Opinião
Roubam e não fazem nada
Quando se aproximar a condenação por maioria de dois terços no Senado de Dilma Rousseff caberá à Presidente optar entre a renúncia ou beber o cálice até ao fim.
A data-limite para o julgamento (180 dias a contar da provável aceitação da denúncia pelo Senado em Maio) ronda as eleições municipais de Outubro, e a votação dos deputados pela abertura do processo deu sinal de que o PT enfrenta perda acentuada de apoios.
Sete partidos da coligação governamental, a começar pelo PMDB, passaram à oposição e, tirando dez votos comunistas e 60 do PT, a Presidente só obteve mais 43 apoiantes entre os deputados das restantes 23 formações.
Por estado, só uma maioria de deputados do Amapá, Ceará e Bahia votou contra a destituição.
Dilma nem sequer conseguiu apoio maioritário entre deputados dos demais 12 estados em que venceu na segunda volta das presidenciais de 2014.
A maioria dos candidatos às votações de Outubro, preliminar da negociação de coligações para as presidenciais de 2018, quis dissociar-se de um Governo esgotado.
Lula, por sua vez, é dos políticos mais expostos aos imponderáveis das investigações e processos judiciais e por escasso prejuízo que isso possa trazer entre militantes e votantes do PT, sobram, contudo, dificuldades acrescidas nas negociações com outros partidos.
Outro risco da corrosão de Lula e do PT passa pelo confronto com a imagem impoluta de Marina Silva que já deu provas em eleições presidenciais de ser capaz de congregar o voto evangélico e o protesto ambientalista.
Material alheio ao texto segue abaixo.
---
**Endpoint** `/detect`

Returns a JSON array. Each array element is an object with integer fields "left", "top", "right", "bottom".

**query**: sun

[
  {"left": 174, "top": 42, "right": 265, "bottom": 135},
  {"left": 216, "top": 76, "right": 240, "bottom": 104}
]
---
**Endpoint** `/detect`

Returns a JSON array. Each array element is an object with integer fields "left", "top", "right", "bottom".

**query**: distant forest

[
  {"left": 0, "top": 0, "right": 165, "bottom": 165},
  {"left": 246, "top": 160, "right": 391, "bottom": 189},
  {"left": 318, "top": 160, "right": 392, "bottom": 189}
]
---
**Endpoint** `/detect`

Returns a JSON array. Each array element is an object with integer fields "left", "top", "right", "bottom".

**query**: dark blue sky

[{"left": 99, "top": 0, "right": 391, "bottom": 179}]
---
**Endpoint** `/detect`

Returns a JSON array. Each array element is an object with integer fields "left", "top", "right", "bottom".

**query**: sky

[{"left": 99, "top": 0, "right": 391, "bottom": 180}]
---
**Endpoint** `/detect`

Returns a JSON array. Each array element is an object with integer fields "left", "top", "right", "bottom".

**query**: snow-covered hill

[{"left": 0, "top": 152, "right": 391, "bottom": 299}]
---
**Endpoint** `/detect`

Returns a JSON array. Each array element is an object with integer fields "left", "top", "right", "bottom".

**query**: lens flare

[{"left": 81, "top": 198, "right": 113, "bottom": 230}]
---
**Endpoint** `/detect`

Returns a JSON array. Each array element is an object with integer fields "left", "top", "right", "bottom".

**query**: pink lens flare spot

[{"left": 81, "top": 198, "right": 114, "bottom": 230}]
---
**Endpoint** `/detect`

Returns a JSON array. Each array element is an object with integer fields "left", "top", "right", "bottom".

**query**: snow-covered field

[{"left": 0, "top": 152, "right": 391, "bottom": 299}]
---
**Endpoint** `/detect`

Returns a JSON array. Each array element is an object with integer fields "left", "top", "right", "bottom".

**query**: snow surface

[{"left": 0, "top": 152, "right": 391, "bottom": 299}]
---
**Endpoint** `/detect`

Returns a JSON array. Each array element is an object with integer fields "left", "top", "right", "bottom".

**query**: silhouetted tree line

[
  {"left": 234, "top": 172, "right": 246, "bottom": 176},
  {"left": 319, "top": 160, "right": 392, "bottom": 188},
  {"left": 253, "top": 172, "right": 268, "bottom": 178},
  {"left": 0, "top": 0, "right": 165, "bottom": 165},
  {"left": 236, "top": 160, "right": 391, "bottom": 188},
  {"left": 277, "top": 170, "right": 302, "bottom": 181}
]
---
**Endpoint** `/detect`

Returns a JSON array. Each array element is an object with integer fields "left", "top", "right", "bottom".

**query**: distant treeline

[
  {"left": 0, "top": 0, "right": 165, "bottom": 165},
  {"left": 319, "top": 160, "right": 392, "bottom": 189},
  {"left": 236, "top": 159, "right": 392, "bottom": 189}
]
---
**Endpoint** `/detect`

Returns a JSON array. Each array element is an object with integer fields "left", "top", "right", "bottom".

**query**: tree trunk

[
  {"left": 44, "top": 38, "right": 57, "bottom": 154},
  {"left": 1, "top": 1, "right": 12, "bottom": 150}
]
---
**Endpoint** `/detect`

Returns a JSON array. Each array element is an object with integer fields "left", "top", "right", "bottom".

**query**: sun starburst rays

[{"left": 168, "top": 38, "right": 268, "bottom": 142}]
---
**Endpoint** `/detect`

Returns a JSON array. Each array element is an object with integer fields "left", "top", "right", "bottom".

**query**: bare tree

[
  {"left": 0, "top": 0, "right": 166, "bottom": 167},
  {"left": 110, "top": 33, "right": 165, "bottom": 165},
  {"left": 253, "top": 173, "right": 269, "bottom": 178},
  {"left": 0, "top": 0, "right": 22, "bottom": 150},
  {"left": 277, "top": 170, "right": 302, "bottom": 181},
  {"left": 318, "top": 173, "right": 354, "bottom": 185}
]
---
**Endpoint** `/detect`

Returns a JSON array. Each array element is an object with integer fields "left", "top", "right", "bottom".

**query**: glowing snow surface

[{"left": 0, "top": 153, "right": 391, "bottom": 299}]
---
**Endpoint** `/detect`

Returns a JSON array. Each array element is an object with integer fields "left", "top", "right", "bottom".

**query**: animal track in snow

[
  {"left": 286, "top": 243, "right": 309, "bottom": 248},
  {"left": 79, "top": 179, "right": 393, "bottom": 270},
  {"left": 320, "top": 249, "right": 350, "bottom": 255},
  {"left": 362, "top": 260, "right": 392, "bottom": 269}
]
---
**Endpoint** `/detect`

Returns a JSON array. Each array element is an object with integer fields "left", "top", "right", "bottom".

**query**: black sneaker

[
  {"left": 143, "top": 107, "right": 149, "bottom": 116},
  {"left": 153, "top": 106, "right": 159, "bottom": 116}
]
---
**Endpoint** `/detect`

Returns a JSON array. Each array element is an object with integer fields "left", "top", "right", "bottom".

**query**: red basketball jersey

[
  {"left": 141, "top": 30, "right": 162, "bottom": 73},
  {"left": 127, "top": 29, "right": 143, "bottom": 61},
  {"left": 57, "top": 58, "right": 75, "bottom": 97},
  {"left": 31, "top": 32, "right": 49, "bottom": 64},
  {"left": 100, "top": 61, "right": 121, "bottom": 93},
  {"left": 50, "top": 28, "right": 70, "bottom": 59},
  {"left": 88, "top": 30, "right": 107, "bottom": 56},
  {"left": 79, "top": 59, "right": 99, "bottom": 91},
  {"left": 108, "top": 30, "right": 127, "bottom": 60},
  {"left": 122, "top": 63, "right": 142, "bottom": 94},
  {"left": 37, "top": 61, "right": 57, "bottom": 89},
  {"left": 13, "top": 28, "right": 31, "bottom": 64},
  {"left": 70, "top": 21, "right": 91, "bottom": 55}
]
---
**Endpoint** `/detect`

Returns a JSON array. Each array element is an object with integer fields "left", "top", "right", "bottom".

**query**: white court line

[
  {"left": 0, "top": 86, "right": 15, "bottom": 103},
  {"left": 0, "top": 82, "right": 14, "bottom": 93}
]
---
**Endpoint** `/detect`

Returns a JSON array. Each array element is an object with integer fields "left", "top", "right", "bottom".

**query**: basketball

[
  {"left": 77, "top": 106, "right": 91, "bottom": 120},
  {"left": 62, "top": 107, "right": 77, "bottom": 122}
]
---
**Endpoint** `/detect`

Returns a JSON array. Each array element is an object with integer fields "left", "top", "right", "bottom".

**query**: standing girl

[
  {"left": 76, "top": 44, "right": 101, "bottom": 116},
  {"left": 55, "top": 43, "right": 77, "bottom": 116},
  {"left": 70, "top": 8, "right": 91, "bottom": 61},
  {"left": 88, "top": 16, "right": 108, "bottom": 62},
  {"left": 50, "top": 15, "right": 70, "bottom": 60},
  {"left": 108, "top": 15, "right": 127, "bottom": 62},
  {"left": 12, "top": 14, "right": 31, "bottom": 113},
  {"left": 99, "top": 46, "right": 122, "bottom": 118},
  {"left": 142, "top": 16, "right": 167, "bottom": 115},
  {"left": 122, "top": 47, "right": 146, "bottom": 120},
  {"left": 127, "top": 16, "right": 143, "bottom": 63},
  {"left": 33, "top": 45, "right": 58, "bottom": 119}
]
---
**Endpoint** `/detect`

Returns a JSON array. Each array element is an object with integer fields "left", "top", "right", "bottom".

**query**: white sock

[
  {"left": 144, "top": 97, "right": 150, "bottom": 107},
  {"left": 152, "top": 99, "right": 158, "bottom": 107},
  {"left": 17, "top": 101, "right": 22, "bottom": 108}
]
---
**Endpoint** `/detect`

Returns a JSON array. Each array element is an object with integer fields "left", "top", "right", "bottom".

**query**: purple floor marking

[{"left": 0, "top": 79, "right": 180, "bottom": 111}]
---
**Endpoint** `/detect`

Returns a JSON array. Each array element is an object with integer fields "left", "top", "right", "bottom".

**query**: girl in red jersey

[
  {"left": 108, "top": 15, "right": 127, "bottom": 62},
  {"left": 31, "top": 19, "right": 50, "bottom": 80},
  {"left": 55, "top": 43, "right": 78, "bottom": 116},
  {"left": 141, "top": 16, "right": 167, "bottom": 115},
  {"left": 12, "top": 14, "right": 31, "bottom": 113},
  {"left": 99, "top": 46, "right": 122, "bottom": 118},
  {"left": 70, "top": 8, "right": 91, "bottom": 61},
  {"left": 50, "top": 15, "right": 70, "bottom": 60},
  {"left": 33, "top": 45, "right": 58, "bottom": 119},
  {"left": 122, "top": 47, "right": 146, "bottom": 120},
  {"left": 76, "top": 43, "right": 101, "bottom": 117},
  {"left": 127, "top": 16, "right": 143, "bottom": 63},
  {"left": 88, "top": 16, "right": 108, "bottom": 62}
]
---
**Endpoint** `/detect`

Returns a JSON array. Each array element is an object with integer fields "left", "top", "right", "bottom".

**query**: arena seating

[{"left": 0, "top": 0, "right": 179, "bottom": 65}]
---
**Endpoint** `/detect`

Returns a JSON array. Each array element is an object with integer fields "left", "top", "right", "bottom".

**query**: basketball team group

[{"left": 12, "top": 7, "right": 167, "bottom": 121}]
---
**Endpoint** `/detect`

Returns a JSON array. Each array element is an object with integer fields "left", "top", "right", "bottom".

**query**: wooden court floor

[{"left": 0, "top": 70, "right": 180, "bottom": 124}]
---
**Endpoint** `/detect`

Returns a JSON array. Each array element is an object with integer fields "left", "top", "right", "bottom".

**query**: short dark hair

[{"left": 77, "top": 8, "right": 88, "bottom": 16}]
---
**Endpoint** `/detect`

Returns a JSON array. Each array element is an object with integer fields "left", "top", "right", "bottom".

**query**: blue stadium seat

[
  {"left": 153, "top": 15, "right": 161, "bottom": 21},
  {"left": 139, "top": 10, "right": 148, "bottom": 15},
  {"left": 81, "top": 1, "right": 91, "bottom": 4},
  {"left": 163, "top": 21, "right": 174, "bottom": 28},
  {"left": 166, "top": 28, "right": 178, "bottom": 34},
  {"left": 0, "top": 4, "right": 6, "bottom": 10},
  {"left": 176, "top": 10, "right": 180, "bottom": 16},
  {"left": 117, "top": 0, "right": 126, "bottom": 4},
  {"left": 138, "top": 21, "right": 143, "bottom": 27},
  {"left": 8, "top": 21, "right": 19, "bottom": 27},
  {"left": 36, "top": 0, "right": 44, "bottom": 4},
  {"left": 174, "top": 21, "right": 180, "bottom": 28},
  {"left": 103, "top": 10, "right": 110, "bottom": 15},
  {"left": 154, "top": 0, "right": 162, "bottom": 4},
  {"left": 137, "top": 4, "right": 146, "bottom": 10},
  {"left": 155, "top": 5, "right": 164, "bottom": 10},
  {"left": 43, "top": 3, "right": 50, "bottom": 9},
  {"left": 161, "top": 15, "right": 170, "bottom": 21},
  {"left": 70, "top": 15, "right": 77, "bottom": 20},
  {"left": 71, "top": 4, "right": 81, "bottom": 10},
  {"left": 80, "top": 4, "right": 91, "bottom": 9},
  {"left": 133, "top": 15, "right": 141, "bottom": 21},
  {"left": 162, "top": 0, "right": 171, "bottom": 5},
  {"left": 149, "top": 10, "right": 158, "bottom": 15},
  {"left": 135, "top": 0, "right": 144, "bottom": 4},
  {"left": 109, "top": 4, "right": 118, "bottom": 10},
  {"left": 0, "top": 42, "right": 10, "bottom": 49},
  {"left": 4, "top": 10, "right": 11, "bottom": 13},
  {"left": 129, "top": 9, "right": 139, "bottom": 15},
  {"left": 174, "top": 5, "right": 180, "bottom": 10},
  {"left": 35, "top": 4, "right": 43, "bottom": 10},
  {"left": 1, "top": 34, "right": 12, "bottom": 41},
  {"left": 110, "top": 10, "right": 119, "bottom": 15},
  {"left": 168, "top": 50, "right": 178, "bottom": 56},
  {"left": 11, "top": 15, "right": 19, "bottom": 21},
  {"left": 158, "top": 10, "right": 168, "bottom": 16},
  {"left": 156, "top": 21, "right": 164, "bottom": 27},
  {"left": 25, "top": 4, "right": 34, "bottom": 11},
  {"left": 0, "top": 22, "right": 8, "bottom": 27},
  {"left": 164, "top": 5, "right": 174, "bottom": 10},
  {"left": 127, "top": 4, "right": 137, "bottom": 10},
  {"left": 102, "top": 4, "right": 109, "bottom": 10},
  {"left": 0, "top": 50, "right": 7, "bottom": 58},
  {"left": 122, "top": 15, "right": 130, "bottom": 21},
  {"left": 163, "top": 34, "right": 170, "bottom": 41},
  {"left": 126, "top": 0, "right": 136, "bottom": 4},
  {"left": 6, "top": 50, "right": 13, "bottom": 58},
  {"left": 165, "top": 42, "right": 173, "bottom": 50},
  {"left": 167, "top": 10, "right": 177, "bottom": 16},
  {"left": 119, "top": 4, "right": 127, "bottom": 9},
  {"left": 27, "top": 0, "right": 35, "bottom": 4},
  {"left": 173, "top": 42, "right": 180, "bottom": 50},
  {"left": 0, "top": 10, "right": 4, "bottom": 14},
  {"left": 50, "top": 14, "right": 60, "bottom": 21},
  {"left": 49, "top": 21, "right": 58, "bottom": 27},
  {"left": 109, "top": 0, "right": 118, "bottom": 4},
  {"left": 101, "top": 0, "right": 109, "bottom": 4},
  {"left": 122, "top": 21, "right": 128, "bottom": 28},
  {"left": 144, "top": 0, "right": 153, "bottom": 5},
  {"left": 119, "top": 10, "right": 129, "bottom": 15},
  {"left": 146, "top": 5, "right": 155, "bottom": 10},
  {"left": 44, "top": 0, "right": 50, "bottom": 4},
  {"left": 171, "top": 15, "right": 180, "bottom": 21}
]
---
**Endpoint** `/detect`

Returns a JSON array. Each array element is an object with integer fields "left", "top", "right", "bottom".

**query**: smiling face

Dilma terá, assim, de aceitar o martírio, clamando contra golpistas e traidores, para galvanizar o PT obrigado a uma oposição irredutível a qualquer iniciativa do governo de Michel Temer.
O presidencialismo de coligação desfez-se ante a fragmentação partidária, indefinição ideológica e viciação do sistema político por altos níveis de corrupção que se alargou a novos círculos com a chegada do PT à esfera do poder no final de 2002, ano em que conseguiu o maior número de sempre de mandatos na Câmara (91 entre 513 deputados).
A degradação das expectativas económicas torna difícil a Temer abrir caminho a uma estabilização institucional e à recuperação económica à imagem de Itamar Franco (com o contributo de Fernando Henrique Cardoso e o Plano Real), após a renúncia de Collor de Mello no final de 1992.
A degradação da ordem institucional, incluindo a politização das instâncias judiciais, tem potenciado a mobilização de apoiantes e opositores do PT, mas, essencialmente, entre as camadas mais instruídas e de maiores rendimentos da população.
As sondagens detectam uma crescente desilusão e temor entre as classes de menores rendimentos e escolaridade (representando mais de 50% do eleitorado), que vêm perdendo poder de compra, sentem o aumento do desemprego (superior a 8%) e temem cortes nas políticas redistributivas.
Aqui ecoa mais forte a ideia de que a política é o roubo.
Nem sequer sobra complacência para a vetusta tradição que teve no governador paulista Ademar de Barros um dos seus expoentes.
Dos anos 1930 até à ditadura militar pôr termo à sua carreira política em 1966, Ademar vicejou de escândalo em escândalo sob o lema: "Eu roubo, mas eu faço!"
Agora, os escândalos proliferam, mas é o que se vê.